To cope with the invasive nightmares of the battle that were throwing his mental health off balance, Williams turned to religion. The idea that an omnipotent deity continued to watch over him gave Williams comfort and set his mind at ease. The chaos of the battle suddenly made sense, for God had guided everything. And the thought of future battles no longer gave him anxiety, for God continued to control everything. As he contemplated future hostilities he wrote Eliza: “The God who shielded me before, yet watches over us all.” Believing in God and His omnipotent power gave order to chaos. Wrapped in a heavenly cloak of sorts, Williams came to believe that God would literally protect him in battle, giving him the peace of mind necessary to sustain his mental health. He never wrote about nightmares of battle again.

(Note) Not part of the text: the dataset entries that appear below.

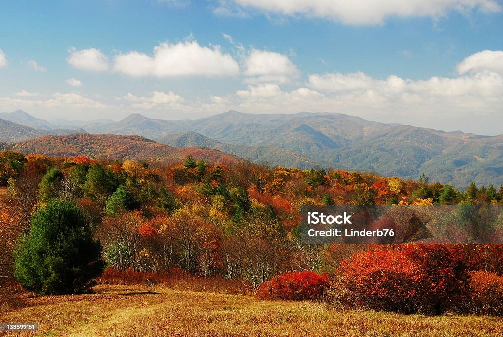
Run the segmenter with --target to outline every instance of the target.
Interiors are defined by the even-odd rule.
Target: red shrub
[[[330,286],[328,276],[306,270],[291,272],[262,284],[259,296],[264,299],[320,300]]]
[[[407,244],[400,248],[424,274],[419,289],[422,311],[439,314],[449,309],[465,309],[461,306],[467,298],[469,275],[462,251],[445,244]]]
[[[466,255],[470,270],[484,271],[503,275],[503,244],[457,245]]]
[[[472,312],[503,316],[503,276],[489,272],[475,272],[470,278]]]
[[[464,310],[469,288],[464,260],[441,244],[358,252],[341,263],[341,299],[354,307],[407,313]]]
[[[107,268],[98,278],[100,284],[122,284],[131,285],[147,283],[162,284],[171,282],[174,279],[189,278],[190,276],[180,268],[174,268],[167,272],[134,272],[132,268],[120,271]]]
[[[368,249],[343,261],[340,300],[352,307],[397,312],[417,310],[423,271],[404,254]]]

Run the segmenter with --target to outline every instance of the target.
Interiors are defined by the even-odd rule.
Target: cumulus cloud
[[[8,64],[7,57],[5,56],[4,51],[0,49],[0,68],[6,67]]]
[[[373,24],[392,16],[438,18],[451,11],[501,10],[496,0],[234,0],[243,8],[284,15],[327,18],[349,24]]]
[[[72,48],[67,61],[70,65],[82,70],[105,71],[108,69],[108,58],[95,48],[81,50]]]
[[[78,88],[82,86],[82,82],[79,79],[71,77],[65,81],[68,86],[74,88]]]
[[[178,106],[185,101],[182,96],[170,92],[165,94],[162,92],[154,91],[149,97],[138,97],[128,93],[122,99],[132,103],[132,106],[142,109],[152,109],[159,105],[167,105]]]
[[[38,96],[40,95],[38,93],[30,93],[26,90],[22,90],[19,93],[16,93],[16,96],[18,97],[33,97]]]
[[[298,74],[287,56],[279,53],[253,49],[244,63],[245,82],[285,83]]]
[[[28,66],[34,70],[37,71],[47,71],[47,69],[45,67],[43,67],[38,63],[35,60],[31,60],[31,61],[28,61]]]
[[[482,50],[468,56],[457,66],[460,74],[484,70],[503,74],[503,50]]]
[[[193,41],[161,43],[151,56],[135,51],[120,54],[114,59],[114,70],[134,76],[226,76],[239,73],[239,66],[219,46],[203,47]]]

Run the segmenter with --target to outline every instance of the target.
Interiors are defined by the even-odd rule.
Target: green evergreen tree
[[[39,185],[40,200],[47,201],[53,198],[59,196],[59,192],[64,179],[64,175],[57,167],[51,168],[45,174]]]
[[[14,275],[25,289],[39,294],[86,291],[103,271],[101,245],[72,203],[50,200],[33,217],[29,234],[15,251]]]
[[[130,211],[138,206],[138,203],[126,187],[121,185],[107,200],[105,212],[107,214],[114,215],[125,211]]]
[[[192,155],[189,154],[185,157],[185,162],[184,163],[184,166],[186,167],[187,168],[194,168],[196,167],[196,160]]]
[[[454,186],[447,184],[444,185],[440,190],[440,203],[442,205],[449,205],[451,202],[458,197],[458,190]]]

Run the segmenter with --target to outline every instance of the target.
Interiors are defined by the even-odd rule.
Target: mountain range
[[[329,166],[412,180],[425,173],[431,181],[461,188],[472,181],[503,184],[503,135],[447,132],[339,114],[256,115],[233,111],[195,120],[152,119],[134,114],[118,122],[72,126],[66,121],[67,126],[61,129],[20,111],[15,120],[7,116],[14,113],[0,114],[0,118],[32,128],[23,131],[19,125],[14,134],[6,133],[9,135],[4,137],[4,130],[10,127],[0,123],[0,141],[26,140],[55,130],[69,133],[72,127],[81,133],[134,134],[171,146],[213,149],[272,165]],[[19,118],[22,115],[24,120]]]

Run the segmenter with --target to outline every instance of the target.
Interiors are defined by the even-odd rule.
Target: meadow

Instead of religion, some Civil War soldiers turned to medical professionals for treatment, or sometimes just for a warm meal and a sympathetic ear.
In 1864, John Jackson, a native of Maine, joined the 32nd Maine Volunteer Infantry. That summer, Jackson and his unit were drawn into Ulysses S. Grant’s vicious Overland Campaign in Virginia and the brutal battles of the Wilderness, Spotsylvania and Cold Harbor. “I look upon war as I never did before,” Jackson wrote his father. “I always knew it was a horrid thing, but each hour reveals new horrors.” In early August, Jackson wrote his parents describing the effects combat was having on his mind. In a stunning admission, he outlined that he was himself feeling played out — a 19th century term for strung out — by the war and he recognized that “my mind I think suffers more of the two than my body even though I get very tired and feel almost exhausted.”

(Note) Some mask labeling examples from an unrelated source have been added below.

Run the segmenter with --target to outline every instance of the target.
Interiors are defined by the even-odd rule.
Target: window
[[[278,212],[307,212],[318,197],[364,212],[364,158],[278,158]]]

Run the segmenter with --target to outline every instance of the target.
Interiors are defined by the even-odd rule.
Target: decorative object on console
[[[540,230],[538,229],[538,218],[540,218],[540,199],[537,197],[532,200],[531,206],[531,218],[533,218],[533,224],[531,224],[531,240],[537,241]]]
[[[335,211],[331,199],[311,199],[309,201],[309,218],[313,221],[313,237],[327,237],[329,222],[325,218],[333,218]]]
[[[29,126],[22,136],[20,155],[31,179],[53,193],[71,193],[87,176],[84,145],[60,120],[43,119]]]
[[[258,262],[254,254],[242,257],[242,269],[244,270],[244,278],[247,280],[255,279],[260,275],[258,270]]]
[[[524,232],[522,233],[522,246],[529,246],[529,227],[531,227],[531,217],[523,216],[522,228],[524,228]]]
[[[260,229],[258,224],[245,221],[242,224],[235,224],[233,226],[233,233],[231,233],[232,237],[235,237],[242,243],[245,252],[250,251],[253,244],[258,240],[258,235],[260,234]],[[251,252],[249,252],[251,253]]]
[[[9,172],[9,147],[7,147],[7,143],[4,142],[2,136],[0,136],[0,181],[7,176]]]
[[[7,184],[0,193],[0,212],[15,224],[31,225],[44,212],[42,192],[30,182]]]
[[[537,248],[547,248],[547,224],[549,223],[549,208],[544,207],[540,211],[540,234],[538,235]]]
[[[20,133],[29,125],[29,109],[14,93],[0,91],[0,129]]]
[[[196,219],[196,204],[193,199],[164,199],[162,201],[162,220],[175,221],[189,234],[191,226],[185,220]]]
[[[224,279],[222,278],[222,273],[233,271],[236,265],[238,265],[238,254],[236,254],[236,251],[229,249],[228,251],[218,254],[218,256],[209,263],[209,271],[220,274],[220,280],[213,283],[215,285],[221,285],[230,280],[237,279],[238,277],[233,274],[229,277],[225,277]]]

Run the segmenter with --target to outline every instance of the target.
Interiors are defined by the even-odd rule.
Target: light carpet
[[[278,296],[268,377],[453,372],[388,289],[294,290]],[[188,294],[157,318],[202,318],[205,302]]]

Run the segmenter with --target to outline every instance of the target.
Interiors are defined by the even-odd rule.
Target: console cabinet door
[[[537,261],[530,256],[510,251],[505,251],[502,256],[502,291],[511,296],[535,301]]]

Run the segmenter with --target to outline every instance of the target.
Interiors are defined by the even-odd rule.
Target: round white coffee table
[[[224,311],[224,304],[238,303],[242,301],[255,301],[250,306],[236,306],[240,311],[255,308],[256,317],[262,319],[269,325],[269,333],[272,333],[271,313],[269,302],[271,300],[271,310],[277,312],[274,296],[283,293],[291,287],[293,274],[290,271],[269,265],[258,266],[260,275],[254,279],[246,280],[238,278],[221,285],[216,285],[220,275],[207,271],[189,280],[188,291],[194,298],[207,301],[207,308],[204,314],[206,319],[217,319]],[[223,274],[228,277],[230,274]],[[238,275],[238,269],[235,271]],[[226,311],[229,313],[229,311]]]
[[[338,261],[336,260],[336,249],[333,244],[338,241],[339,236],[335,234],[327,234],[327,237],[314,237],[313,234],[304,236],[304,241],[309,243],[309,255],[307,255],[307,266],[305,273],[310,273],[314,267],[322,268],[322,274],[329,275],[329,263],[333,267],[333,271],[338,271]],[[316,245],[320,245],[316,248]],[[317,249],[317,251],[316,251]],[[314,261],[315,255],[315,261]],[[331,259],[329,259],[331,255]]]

Spiraling into what could have been a mental breakdown, Jackson fled from the front lines in search of self-care. Somehow, he made his way to a Union hospital in Petersburg, Va. While he was not physically ill, he was, it seems, emotionally and psychologically suffering and he needed a respite from the fighting. Surprisingly, Jackson admitted to his mother: “I have got sort of tired out. All I need is a chance to rest and I will be all right in a few days.”
This is another remarkable admission: Jackson had purposefully shirked his duty on the front lines to practice self-care. Illegally leaving his position with his unit put Jackson at risk of official punishment, not to mention the judgment of his peers. Some of those who fled the front lines were painted as effeminate cowards by their comrades. This was not an unserious risk at the time, for character was everything in the 19th century, and such a charge could lead to social isolation. But apparently that risk was worth it for Jackson, who needed a respite from the fighting.
He spent the next few months at Union hospitals in Virginia, where he enjoyed plenty of rest. By November, he was ready to return to the front lines and continue his work as a soldier. As he returned to his unit near Petersburg, he wrote his mother: “I begin to feel in a hurry to be with the boys. It almost seems as if I was going home.”
The Civil War revealed the resiliency of Americans amid crises — and their ability to develop a variety of ways to survive the crushing trauma. Today our challenges and coping mechanisms are very different — psychiatry and therapy, along with wellness, mediation and more, are far more developed parts of American culture and medicine, for example. Mental health is a very real concern in these trying times, something that needs to receive attention, understanding and resources. But the Civil War experience suggests Americans will develop their own unique coping mechanisms for enduring the seemingly endless blows plaguing our society.